Here's the full logfile (bb_pipeline_diff__sub_002S0413_XXXXX.log) I get when running it:

2020-08-28 10:49:48,554 - bb_pipeline_diff - INFO - Starting the subject processing: Fri Aug 28 10:49:48 2020                                                                                                                    
2020-08-28 10:49:48,554 - bb_pipeline_diff - INFO - Subject received as input: sub-002S0413                                                                                                                                      
2020-08-28 10:49:48,555 - bb_pipeline_diff - INFO - COMMAND TO RUN:     ${FSLDIR}/bin/fsl_sub -q bigmem_16.q   -N "bb_pre_eddy_sub-002S0413" -j 1479449  -l /liberatrix/mcintosh_lab/nfrazier-logue/sub-002S0413/logs/ $BB_BIN_DIR/bb_diffusion_pipeline/bb_eddy/bb_pre_eddy sub-002S0413                                                                                                                                                                      
2020-08-28 10:49:48,694 - bb_pipeline_diff - INFO - COMMAND OUTPUT:     1479456                                                                                                                                                  
2020-08-28 10:49:48,695 - bb_pipeline_diff - INFO - COMMAND TO RUN:     ${FSLDIR}/bin/fsl_sub -q bigmem_16.q  -N "bb_eddy_sub-002S0413" -j 1479456  -q $FSLGECUDAQ -l /liberatrix/mcintosh_lab/nfrazier-logue/sub-002S0413/logs/ $BB_BIN_DIR/bb_diffusion_pipeline/bb_eddy/bb_eddy_wrap /liberatrix/mcintosh_lab/nfrazier-logue/sub-002S0413                                                                                                                      
2020-08-28 10:49:48,818 - bb_pipeline_diff - ERROR - Exception raised during execution of:      ${FSLDIR}/bin/fsl_sub -q bigmem_16.q  -N "bb_eddy_sub-002S0413" -j 1479456  -q $FSLGECUDAQ -l /liberatrix/mcintosh_lab/nfrazier-logue/sub-002S0413/logs/ $BB_BIN_DIR/bb_diffusion_pipeline/bb_eddy/bb_eddy_wrap /liberatrix/mcintosh_lab/nfrazier-logue/sub-002S0413                                                                                              
2020-08-28 10:49:48,819 - bb_pipeline_diff - ERROR - Exception type:    <class 'subprocess.CalledProcessError'>                                                                                                                  
2020-08-28 10:49:48,819 - bb_pipeline_diff - ERROR - Exception args:    (127, '${FSLDIR}/bin/fsl_sub -q bigmem_16.q  -N "bb_eddy_sub-002S0413" -j 1479456  -q $FSLGECUDAQ -l /liberatrix/mcintosh_lab/nfrazier-logue/sub-002S0413/logs/ $BB_BIN_DIR/bb_diffusion_pipeline/bb_eddy/bb_eddy_wrap /liberatrix/mcintosh_lab/nfrazier-logue/sub-002S0413')                                                                                                             

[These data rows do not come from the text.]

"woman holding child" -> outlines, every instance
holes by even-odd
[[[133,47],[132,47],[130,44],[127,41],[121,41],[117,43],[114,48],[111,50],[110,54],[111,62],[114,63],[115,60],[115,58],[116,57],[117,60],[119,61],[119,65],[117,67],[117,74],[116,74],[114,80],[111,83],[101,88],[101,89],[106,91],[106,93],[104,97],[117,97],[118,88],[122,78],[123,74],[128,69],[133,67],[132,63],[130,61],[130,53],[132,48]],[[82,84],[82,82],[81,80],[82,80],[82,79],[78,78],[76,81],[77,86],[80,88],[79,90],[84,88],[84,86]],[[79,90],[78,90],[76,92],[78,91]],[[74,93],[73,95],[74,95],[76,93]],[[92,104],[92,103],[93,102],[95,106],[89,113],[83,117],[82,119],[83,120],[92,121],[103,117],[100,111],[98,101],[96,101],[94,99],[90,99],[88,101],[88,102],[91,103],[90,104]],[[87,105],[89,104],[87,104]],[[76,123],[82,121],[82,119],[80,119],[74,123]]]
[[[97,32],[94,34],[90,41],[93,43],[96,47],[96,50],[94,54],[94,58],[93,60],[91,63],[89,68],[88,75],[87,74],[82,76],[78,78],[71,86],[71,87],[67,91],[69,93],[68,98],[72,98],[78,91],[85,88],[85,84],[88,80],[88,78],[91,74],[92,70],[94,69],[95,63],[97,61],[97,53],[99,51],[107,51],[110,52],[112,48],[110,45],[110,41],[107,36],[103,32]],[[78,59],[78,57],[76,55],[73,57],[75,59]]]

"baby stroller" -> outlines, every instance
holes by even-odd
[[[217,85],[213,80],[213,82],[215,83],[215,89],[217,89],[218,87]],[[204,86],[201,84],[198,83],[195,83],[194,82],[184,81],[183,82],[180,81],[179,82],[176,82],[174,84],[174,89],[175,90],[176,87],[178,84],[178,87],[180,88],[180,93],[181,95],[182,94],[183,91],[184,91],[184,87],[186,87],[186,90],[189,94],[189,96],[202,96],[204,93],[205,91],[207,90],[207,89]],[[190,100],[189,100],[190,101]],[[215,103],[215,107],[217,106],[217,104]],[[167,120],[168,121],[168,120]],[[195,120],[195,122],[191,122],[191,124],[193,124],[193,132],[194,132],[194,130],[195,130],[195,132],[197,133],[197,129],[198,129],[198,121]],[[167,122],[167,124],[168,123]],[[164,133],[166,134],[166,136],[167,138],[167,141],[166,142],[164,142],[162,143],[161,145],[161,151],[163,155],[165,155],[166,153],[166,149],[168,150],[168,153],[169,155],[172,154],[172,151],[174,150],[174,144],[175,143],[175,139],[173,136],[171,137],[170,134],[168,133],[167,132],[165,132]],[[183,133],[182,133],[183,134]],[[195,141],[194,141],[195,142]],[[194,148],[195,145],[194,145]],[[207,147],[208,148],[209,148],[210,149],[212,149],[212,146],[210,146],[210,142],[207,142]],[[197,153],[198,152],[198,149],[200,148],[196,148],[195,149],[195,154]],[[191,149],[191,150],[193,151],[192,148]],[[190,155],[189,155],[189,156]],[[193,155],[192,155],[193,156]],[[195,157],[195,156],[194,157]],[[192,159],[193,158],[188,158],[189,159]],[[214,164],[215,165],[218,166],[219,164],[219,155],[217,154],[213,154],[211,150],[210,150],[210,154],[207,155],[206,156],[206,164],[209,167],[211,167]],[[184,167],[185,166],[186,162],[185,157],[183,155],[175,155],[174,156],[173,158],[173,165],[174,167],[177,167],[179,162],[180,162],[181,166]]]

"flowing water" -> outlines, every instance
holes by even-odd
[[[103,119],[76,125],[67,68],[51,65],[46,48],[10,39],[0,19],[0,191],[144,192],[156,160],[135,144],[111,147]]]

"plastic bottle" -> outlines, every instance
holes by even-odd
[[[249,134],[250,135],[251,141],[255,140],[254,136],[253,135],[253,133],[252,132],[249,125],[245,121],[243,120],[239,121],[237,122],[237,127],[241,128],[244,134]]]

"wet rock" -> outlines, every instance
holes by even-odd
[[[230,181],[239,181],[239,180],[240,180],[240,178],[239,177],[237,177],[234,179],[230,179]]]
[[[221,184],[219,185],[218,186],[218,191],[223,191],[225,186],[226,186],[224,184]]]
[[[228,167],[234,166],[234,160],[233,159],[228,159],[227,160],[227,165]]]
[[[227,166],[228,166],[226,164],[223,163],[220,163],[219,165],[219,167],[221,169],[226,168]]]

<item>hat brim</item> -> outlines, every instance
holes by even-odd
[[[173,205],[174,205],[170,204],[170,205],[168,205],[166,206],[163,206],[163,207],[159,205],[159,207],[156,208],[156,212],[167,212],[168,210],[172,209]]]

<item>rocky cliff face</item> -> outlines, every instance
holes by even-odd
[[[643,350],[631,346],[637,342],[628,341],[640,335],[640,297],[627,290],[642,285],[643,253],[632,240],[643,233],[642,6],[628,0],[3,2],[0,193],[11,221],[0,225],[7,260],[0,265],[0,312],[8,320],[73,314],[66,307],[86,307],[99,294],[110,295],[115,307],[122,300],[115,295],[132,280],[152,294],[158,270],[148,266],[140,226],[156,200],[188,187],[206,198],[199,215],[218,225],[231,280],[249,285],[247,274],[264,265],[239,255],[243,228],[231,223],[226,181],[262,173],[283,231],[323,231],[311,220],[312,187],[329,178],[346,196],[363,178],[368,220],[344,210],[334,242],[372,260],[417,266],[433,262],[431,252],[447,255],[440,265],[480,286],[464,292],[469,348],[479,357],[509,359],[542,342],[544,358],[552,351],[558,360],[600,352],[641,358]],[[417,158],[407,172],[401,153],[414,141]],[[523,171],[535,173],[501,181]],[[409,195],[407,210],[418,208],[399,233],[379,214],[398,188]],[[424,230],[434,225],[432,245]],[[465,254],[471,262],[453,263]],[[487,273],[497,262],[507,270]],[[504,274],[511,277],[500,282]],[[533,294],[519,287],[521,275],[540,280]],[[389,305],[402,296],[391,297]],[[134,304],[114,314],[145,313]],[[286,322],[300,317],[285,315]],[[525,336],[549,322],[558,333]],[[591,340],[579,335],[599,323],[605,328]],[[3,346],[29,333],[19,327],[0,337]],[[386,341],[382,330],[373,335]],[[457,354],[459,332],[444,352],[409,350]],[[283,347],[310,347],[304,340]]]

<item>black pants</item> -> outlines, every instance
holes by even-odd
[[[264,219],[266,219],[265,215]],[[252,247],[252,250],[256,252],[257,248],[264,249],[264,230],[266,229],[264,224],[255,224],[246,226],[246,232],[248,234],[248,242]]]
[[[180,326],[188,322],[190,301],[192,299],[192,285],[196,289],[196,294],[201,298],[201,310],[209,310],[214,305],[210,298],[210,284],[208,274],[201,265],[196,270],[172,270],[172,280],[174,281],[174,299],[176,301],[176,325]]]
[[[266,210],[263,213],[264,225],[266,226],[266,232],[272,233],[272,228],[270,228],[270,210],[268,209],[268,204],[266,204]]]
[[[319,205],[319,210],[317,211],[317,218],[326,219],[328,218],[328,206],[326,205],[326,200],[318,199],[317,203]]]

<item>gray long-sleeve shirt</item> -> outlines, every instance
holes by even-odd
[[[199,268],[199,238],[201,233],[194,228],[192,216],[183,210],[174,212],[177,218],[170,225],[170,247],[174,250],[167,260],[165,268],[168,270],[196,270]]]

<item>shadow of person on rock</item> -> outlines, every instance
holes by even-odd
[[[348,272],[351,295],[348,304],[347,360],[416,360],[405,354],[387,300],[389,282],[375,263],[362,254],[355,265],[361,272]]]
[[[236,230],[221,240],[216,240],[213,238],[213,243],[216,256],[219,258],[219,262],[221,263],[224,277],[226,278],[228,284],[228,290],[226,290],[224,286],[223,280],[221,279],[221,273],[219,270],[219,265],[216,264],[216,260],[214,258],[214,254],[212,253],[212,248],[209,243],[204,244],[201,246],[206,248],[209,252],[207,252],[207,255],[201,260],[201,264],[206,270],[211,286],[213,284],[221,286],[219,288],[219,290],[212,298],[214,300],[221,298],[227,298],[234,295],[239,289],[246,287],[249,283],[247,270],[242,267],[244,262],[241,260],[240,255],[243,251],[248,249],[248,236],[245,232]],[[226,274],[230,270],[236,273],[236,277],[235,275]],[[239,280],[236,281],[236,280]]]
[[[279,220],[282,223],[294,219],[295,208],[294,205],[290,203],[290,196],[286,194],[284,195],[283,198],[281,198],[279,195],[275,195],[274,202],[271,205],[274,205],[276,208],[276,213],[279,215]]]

2020-08-28 10:49:48,819 - bb_pipeline_diff - ERROR - Exception message:         Command '${FSLDIR}/bin/fsl_sub -q bigmem_16.q  -N "bb_eddy_sub-002S0413" -j 1479456  -q $FSLGECUDAQ -l /liberatrix/mcintosh_lab/nfrazier-logue/sub-002S0413/logs/ $BB_BIN_DIR/bb_diffusion_pipeline/bb_eddy/bb_eddy_wrap /liberatrix/mcintosh_lab/nfrazier-logue/sub-002S0413' returned non-zero exit status 127.                                                                 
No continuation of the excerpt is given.